Toronto grocery stores hand out about 460 million shopping bags per year. When you think about those bags sitting in landfills for centuries, it’s clear that the city should take measures to reduce their use. While the bag charge seems reasonable, there’s a catch.

All of the profits will go directly to the stores that sell the bags. If the charge was implemented to help the environment, the revenue should go toward a related cause. Many grocery stores have promised to put the money towards environmental movements, but how can anyone hold them to their statements?

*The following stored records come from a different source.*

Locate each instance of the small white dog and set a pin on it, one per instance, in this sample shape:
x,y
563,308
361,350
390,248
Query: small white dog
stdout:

What’s an extra 5 cents? Well, stores still stand to gain a profit, however small—a plastic bag only costs around 1.5 cents. Of course, a 1.5 cent charge is hardly an adequate incentive to bring your own bag, but the 3.5 cent mark up means that stores will gain a 200 per cent profit on each bag they sell, according to the Toronto Star.

Get out there and buy your reusable bags and plastic bins now. You’ll not only be helping the environment, you’ll be making sure that your money doesn’t dribble away from you—5 cents per shopping trip adds up faster than you’d think.